O assistente deduziu pedido de indemnização civil contra os arguidos, com vista à sua condenação solidária no pagamento da quantia de € 2.000, por danos não patrimoniais sofridos.

Por sentença de 15 de Julho de 2015, foram os arguidos absolvidos da prática do crime a cada um imputado e do pedido de indemnização civil deduzido.

* Inconformado com a decisão, recorreu o assistente, formulando no termo da motivação as seguintes conclusões: 1º A prova produzida aponta em sentido que condena os arguidos pela prática do crime de injúrias, motivo por que se pode dizer que existe erro de julgamento.
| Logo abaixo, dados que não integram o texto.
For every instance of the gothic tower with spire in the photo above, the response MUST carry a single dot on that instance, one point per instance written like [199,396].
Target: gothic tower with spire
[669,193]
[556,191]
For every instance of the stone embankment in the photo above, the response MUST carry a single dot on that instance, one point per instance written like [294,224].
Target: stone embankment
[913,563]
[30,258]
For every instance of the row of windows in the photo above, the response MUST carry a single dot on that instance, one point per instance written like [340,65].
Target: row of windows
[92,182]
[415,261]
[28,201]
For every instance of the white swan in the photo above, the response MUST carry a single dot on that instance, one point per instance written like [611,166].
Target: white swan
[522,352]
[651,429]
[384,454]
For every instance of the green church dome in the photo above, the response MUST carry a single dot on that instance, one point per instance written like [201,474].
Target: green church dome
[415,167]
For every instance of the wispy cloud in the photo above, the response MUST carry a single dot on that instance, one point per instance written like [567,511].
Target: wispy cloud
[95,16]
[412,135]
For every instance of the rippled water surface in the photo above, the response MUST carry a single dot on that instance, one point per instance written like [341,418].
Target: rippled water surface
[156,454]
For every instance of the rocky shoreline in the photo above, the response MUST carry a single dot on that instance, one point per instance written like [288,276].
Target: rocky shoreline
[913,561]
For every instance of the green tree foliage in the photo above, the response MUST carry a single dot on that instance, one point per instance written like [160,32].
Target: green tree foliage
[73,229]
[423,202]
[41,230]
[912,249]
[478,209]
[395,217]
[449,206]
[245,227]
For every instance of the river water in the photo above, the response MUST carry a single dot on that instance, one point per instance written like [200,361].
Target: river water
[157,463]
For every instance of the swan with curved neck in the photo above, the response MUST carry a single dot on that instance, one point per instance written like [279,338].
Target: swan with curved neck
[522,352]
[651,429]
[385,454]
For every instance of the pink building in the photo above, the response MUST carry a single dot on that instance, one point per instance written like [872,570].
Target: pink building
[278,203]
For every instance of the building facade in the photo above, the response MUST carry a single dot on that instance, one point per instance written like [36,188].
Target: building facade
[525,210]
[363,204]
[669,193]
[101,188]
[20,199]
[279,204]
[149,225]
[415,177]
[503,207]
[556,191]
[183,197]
  1. O douto Tribunal deu como não provado que os arguidos não injuriaram o assistente.

  2. Face aos documentos dos autos e face à prova produzida na audiência de julgamento, o tribunal considerou não credível a prova testemunhal.

  3. Era imperioso que o douto tribunal tivesse formado um todo coerente e bem fundado, quer do ponto de vista lógico, quer das regras da vida e da experiencia decisão diferente da que tomou, absolveu os arguidos.

  4. Com efeito os argumentos do douto tribunal assentam na falta da credibilidade das testemunhas arroladas pela acusação, mas fica-se só por aí, não concretiza nem fundamenta convenientemente tal raciocínio.

  5. Todas as testemunhas quer as de acusação quer as de defesa concordam nas más relações entre os arguidos e o assistente, ora seguindo um raciocínio lógico e coerente, além das regras da vida e experiencia comum, não se afigura o porquê do douto Tribunal ter tanta dificuldade em aceitar a realidade dos factos, insistindo na falta de credibilidade das testemunhas da acusação.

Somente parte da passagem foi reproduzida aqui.